Мерцалов проснулся задолго до рассвета. В сумерках на столике блиндажа светлел белый алюминиевый котелок, лежала карта, на двух углах ее лежали ручные гранаты, чтобы не топорщились края новой бумаги. Мерцалов, глядя на новую карту, усмехнулся. Это начальник штаба вчера привез из топографического отдела штаба армии новые листы и торжественно сказал: «Товарищ Мерцалов, по старой карте мы все время отмечали отступление. Я привез новую. Мы ее завтра обновим боем по прорыву германского фронта». Они сожгли старую карту, замусоленную, стертую на сгибах, отразившую на своей поблекшей, тряпично-мягкой бумаге кровавые бои отступавшей Красной армии. Она все видела, старая сгоревшая карта, – на нее смотрел Мерцалов на рассвете 22 июня, когда фашистские бомбардировщики перелетели границу и появились над спавшими артиллерийскими и стрелковыми полками, она видела дожди и грозы, ее обесцвечивало солнце в жаркие июльские полдни, ее трепал ветер на широких украинских полях, на нее поверх головы командиров смотрели высокие старые деревья в белорусских лесах.
– Что ж, – сказал Мерцалов и неодобрительно посмотрел на белый котелок. «Красить их надо в зеленый цвет, а то демаскируют бойца, – то солнце на нем заиграет, то белеет среди ночи», – подумал он.
Мерцалов достал из-под нар свой чемоданчик и раскрыл его. Пахнуло смешанным запахом сыра, копченой колбасы, одеколона, душистого мыла. Каждый раз, раскрывая чемодан, Мерцалов вспоминал жену, укладывавшую его вещи в день нападения немцев.

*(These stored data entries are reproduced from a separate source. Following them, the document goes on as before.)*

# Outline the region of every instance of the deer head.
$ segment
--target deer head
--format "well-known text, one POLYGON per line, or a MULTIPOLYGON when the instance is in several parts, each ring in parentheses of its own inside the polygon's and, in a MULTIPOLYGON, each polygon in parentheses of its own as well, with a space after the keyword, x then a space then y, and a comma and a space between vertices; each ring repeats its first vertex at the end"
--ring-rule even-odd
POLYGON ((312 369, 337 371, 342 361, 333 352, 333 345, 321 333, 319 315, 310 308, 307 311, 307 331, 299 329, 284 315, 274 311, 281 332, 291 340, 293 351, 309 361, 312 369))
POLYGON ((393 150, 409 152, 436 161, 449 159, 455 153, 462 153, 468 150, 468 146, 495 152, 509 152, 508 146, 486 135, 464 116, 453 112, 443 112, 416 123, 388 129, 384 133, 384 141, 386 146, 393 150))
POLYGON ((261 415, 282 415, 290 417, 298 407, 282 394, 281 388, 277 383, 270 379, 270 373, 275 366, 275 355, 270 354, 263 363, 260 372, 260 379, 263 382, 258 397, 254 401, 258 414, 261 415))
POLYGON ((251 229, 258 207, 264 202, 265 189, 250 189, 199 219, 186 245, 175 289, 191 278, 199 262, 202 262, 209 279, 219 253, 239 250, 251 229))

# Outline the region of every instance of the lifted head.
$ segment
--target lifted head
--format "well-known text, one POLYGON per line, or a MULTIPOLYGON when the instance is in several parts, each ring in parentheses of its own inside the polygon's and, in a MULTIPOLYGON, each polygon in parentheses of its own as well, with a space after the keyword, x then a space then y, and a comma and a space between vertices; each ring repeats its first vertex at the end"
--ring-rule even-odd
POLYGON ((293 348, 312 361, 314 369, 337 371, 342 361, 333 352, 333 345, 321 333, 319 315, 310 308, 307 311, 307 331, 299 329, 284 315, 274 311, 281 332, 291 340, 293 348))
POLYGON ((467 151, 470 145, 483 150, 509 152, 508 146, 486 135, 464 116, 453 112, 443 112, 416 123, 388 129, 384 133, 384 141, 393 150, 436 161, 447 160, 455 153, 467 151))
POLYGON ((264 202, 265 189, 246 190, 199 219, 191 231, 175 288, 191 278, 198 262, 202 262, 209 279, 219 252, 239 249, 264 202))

– Что ж, – снова сказал Мерцалов и достал пару белья, носки, чистые портянки. Он зажег свечу и побрился. После этого он вышел наверх.
До рассвета оставалось около часа, восток был еще темен и спокоен, как запад. Широкая ровная мгла лежала над землей. Холодный темный туман стлался меж ветел и камышей на берегу реки. Нельзя было понять, облачно или ясно темное небо, спокойное и неподвижное, как глаз слепого.
Мерцалов разделся и, шумно дыша, прошел по холодному, влажному песку к воде.
– Ох ты, – сказал он, ощутив телом воду. Он долго мылил голову, шею, уши, тер мочалкой грудь. Темная ночная вода вокруг него поголубела от мыла. Помывшись, он надел чистое белье и вернулся в блиндаж. Он сел на нары, выбрал из пачки накрахмаленный белый воротничок и подшил его к вороту гимнастерки. Потом он вылил из бутылки на ладонь остатки одеколона и смочил им щеки, попудрил бритые места, собрав пудру, сохранившуюся в рубчиках круглой коробочки. После этого он тщательно обтер щеки влажным полотенцем и начал неторопливо одеваться, – надел синие костюмные брюки, габардиновую гимнастерку, новый ремень. Долго чистил сапоги: сперва стер с них пыль, навел глянец щеткой и суконкой. После чистки сапог он снова вымыл руки, причесал влажные волосы, встал во весь рост, проверил револьвер и вложил его в кобуру, взял из чемодана пистолет и опустил в карман, переложил фотографию жены и дочери в карман гимнастерки.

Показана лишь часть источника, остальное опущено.